The issue of payment for being on-call has reared its head again in the Employment Appeal Tribunal. In Frudd v Partington, the employees were a husband and wife warden/receptionist team at a campsite. They lived on site. During the open season, they were on call from the end of their day shift until the next day’s shift began. The on-call period was divided into three: evening, night and early morning. The evenings were busy and involved numerous tasks. They didn’t get paid at all for evenings or early mornings and only got paid overnight if they were disturbed.
The employees said they were ‘working’ during the on-call period, which was ‘time work’ under the National Minimum Wage (NMW) legislation. They also claimed the NMW for the whole period during the closed season because they had to do an evening security patrol. The employment tribunal said that the evening period during the open season was time work and attracted the NMW. However, the employees were simply available to work during the night. They were only entitled to be paid when they were disturbed and actively working. The judge also found that they were not ‘working’ outside their shifts during the closed season. The employees appealed.

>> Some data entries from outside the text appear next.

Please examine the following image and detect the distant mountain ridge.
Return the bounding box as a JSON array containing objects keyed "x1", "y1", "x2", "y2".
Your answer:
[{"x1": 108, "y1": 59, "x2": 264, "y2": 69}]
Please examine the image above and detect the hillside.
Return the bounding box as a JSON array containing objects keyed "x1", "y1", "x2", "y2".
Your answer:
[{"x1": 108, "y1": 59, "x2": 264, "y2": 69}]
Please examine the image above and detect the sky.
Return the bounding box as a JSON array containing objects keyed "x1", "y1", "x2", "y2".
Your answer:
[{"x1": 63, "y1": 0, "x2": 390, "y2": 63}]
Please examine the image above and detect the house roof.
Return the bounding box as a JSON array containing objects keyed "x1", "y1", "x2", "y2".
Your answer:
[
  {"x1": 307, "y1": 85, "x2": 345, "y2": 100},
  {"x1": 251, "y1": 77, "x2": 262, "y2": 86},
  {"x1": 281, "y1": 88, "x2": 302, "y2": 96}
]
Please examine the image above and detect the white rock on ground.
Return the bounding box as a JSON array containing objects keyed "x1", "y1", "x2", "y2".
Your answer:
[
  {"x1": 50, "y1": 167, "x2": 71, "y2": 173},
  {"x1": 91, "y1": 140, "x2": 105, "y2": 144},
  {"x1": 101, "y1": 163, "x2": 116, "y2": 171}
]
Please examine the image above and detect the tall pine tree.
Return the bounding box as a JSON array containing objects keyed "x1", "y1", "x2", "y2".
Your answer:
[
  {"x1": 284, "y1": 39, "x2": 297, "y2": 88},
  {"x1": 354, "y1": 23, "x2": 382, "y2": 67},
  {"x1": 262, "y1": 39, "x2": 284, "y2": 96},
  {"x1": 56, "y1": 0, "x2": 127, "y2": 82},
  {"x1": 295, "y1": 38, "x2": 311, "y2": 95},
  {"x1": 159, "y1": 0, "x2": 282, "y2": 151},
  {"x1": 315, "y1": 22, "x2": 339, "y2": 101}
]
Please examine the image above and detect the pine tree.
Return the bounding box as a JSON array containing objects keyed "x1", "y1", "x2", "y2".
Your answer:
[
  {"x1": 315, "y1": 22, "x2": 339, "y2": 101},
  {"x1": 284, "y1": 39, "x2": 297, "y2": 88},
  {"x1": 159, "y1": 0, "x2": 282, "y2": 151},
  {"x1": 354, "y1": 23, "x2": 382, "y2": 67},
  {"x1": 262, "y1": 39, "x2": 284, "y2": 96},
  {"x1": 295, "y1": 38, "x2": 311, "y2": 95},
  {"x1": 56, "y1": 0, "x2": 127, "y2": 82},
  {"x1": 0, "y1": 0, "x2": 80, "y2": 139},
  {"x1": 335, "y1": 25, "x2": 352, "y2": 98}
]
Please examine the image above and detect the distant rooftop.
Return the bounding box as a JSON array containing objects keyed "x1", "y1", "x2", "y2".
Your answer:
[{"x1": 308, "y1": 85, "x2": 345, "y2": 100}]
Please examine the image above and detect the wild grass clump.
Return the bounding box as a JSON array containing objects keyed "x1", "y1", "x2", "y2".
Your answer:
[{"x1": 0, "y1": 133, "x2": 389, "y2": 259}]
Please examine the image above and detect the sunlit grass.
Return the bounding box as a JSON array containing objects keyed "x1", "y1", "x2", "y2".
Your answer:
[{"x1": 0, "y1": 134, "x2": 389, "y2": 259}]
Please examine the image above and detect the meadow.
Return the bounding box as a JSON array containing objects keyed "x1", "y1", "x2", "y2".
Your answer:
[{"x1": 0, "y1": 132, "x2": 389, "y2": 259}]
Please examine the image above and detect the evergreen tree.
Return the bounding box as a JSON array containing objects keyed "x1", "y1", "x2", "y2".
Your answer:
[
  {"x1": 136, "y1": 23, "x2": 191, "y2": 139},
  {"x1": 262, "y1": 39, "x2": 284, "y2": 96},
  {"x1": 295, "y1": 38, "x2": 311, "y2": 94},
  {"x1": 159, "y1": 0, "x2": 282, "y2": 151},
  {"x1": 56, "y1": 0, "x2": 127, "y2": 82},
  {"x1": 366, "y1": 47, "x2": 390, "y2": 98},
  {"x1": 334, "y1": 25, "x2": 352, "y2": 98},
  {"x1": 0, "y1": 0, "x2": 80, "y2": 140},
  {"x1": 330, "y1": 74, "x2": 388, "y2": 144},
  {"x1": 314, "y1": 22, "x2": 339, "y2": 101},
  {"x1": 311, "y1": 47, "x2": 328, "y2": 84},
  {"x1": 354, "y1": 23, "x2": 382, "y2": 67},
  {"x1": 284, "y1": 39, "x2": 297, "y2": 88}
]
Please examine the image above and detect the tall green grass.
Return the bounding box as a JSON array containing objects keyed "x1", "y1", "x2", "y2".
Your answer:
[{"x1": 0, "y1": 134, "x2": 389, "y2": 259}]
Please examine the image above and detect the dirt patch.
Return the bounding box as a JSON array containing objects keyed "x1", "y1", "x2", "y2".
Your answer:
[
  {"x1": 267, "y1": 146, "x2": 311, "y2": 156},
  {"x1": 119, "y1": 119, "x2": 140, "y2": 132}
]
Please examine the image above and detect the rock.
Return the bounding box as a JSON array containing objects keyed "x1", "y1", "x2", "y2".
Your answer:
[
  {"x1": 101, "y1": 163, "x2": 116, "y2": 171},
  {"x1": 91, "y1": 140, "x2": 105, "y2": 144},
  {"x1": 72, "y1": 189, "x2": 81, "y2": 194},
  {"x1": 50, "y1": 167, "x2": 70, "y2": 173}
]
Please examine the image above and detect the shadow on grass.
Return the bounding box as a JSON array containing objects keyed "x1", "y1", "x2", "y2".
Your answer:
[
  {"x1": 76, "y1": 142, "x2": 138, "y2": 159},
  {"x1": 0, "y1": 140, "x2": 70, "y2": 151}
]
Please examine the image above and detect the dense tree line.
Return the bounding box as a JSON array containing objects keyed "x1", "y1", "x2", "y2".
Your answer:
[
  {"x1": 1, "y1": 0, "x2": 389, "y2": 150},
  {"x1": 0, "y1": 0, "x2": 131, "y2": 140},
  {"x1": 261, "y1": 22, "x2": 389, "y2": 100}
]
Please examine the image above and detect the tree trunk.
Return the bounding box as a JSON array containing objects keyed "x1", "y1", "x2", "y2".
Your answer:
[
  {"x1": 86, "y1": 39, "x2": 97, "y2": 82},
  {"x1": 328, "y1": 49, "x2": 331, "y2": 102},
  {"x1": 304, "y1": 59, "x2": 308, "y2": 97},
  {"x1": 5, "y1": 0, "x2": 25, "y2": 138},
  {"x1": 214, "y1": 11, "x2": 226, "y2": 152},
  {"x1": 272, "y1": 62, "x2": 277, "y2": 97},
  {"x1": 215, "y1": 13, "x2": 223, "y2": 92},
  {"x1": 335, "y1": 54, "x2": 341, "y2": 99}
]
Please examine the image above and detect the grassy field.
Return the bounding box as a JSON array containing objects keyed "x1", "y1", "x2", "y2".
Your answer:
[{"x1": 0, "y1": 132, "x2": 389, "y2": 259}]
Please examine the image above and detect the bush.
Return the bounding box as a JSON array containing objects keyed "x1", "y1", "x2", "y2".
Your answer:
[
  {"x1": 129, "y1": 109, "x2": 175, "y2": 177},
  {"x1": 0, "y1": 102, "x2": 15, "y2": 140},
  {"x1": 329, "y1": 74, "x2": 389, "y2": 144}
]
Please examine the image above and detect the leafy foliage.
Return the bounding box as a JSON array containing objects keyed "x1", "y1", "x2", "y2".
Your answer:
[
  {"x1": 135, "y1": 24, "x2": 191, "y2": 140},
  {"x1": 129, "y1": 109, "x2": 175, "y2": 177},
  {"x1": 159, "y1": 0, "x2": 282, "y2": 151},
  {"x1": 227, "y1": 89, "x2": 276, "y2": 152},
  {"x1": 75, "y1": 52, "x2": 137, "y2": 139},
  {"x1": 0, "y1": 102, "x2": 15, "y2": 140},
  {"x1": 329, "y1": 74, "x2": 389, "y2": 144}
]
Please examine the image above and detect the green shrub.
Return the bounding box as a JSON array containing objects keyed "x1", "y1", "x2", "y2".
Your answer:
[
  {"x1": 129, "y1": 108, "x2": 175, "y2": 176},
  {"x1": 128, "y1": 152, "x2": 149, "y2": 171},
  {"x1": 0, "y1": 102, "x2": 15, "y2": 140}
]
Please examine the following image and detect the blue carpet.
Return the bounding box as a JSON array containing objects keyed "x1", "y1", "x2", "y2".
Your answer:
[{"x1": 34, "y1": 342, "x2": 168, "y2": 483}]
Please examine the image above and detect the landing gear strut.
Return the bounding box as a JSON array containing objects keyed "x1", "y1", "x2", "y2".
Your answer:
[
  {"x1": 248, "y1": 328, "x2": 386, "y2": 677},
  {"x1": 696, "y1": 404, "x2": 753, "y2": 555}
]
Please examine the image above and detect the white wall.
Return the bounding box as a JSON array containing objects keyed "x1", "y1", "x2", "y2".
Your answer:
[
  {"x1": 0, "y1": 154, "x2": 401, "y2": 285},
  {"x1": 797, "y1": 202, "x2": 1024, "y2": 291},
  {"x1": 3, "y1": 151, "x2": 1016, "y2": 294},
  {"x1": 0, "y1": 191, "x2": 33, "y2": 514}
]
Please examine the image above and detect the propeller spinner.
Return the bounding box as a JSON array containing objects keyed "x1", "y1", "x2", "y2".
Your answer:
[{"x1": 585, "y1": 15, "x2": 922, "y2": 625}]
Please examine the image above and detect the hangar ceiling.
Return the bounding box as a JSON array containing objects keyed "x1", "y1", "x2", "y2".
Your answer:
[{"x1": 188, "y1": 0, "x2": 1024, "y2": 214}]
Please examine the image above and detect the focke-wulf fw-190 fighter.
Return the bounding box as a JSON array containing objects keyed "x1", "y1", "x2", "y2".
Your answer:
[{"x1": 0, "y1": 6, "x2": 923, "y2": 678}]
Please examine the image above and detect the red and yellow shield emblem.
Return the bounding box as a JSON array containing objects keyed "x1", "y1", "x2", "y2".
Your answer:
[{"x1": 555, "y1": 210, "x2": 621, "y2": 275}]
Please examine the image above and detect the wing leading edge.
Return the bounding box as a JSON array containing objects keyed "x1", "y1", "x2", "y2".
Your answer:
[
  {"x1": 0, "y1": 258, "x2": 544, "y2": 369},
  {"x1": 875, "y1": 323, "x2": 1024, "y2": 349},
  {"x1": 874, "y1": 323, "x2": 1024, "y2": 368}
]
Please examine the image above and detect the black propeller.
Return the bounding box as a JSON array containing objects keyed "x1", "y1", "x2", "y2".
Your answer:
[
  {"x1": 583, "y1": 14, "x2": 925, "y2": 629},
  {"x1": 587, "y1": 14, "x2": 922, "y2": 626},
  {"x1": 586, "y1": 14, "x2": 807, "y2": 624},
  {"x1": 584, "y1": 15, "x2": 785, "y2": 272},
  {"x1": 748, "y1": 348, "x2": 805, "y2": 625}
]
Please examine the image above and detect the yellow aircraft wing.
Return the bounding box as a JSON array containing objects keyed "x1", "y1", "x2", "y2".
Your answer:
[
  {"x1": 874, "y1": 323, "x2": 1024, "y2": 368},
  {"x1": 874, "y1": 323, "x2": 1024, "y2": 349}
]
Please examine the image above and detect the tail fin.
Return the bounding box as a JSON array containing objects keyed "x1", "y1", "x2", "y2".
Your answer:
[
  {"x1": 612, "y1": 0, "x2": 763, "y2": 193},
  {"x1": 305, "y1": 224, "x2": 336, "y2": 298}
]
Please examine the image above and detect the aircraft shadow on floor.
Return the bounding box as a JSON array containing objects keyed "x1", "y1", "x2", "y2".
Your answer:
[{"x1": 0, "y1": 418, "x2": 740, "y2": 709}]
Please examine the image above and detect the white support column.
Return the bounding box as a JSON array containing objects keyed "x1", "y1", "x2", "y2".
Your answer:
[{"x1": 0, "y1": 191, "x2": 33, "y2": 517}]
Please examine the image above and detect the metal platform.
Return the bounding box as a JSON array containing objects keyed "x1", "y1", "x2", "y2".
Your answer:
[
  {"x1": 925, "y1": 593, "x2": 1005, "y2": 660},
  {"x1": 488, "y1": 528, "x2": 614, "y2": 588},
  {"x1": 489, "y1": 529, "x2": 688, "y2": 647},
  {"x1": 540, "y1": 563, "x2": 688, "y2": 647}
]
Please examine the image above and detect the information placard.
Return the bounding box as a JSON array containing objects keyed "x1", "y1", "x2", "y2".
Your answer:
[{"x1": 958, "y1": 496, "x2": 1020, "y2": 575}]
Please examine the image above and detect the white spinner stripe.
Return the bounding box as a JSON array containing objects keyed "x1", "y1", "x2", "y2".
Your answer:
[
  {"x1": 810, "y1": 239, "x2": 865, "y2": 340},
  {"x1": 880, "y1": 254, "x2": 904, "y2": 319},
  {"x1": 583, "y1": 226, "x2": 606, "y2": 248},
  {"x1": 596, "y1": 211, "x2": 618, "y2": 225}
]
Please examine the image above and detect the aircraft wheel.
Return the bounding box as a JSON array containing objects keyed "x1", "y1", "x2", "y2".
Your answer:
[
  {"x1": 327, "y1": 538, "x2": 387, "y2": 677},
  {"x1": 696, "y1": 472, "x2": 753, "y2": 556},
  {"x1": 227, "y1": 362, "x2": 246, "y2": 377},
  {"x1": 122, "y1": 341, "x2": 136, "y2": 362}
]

The Employment Appeal Tribunal accepted that the evening period was time work because it involved active work. They also agreed that the employees should only be paid overnight if they were called out. However, the tribunal had not considered the early morning period properly and that issue alone was sent back to the employment tribunal for reconsideration. The EAT also rejected the appeal on the closed season security patrol. Doing one patrol did not make the whole of the period ‘time work’ for the purposes of the NMW.
This case is a good one for employers and a helpful reminder of the difference between working and being available to work for the purposes of the National Minimum Wage legislation.